Likewise the 1990s habit known as "scratching" - people of power and influence sending flattering little hand-written notes to each other - has gone hand-in-hand with the burgeoning popularity of the e-mail. Just recently Tony Blair "scratched" the entire community of Northern Ireland with his hand-written referendum campaign posters. Sounds familiar? Refer back to cinemas, theme parks, musicians, producers, etc: once again, somehow technology highlights the parallel merits of Lo-Tech, and modernising Tony resorts to the blue ballpoint.

To be honest, I'm slightly puzzled by this. When Caxton invented the printing press, there was, so far as I am aware, no flourishing market in hand-copied manuscripts as a result. Today, in contrast, those newspapers with the best Internet editions seem to show scarcely any drop in sales of the printed versions. Perhaps it is simply too soon to tell. But ever since the First World War, and certainly since Hiroshima, technological progress for its own sake has lost its lustre. Even medicine, where astonishing advances have been made for the good of humanity, today stands accused of misusing and thus reducing the efficacy of wonder products such as antibiotics, and "alternative" medicine has become mainstream. Today we can choose the best of the new, but that does not necessarily mean we reject all that already exists. There is just too much of it to do that.
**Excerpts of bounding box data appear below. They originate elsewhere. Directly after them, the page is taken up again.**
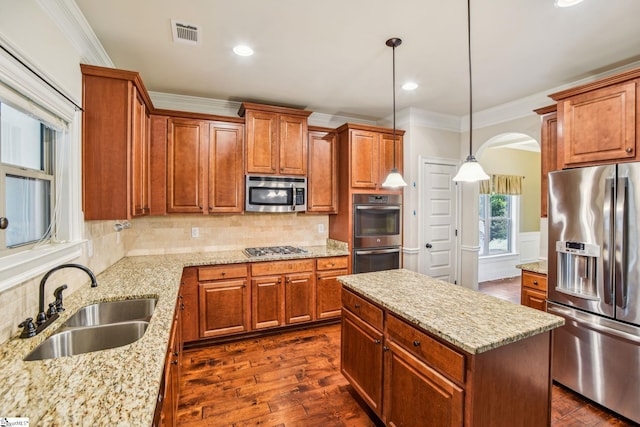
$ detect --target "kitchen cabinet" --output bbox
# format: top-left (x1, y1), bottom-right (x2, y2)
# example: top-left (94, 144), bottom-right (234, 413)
top-left (80, 64), bottom-right (152, 220)
top-left (154, 290), bottom-right (183, 427)
top-left (251, 259), bottom-right (315, 330)
top-left (167, 117), bottom-right (244, 214)
top-left (520, 270), bottom-right (547, 311)
top-left (238, 102), bottom-right (311, 176)
top-left (316, 256), bottom-right (349, 319)
top-left (550, 69), bottom-right (640, 169)
top-left (337, 123), bottom-right (404, 192)
top-left (340, 300), bottom-right (383, 417)
top-left (535, 105), bottom-right (558, 218)
top-left (340, 278), bottom-right (551, 427)
top-left (307, 130), bottom-right (338, 214)
top-left (198, 264), bottom-right (251, 338)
There is to be a zone within the Millennium Dome called UK@Now. This is worrying, but only a little. For the Dome belies its appearance. Stupendous and elegant though it most certainly is, it is not especially high-tech. It is a very large Big Top, inside which will be an old-fashioned, World's Fair type of exhibition, some of which may well be rather quaint. It is interesting that some of the Dome-knockers say it will be a flop because of the rival lures of cable, satellite, computers, all the usual suspects. Recent history suggests otherwise. Those queuing for an hour for the Oblivion ride at Alton Towers might also venture to disagree. The Dome may prove to be the Millennial apotheosis of Lo-Tech.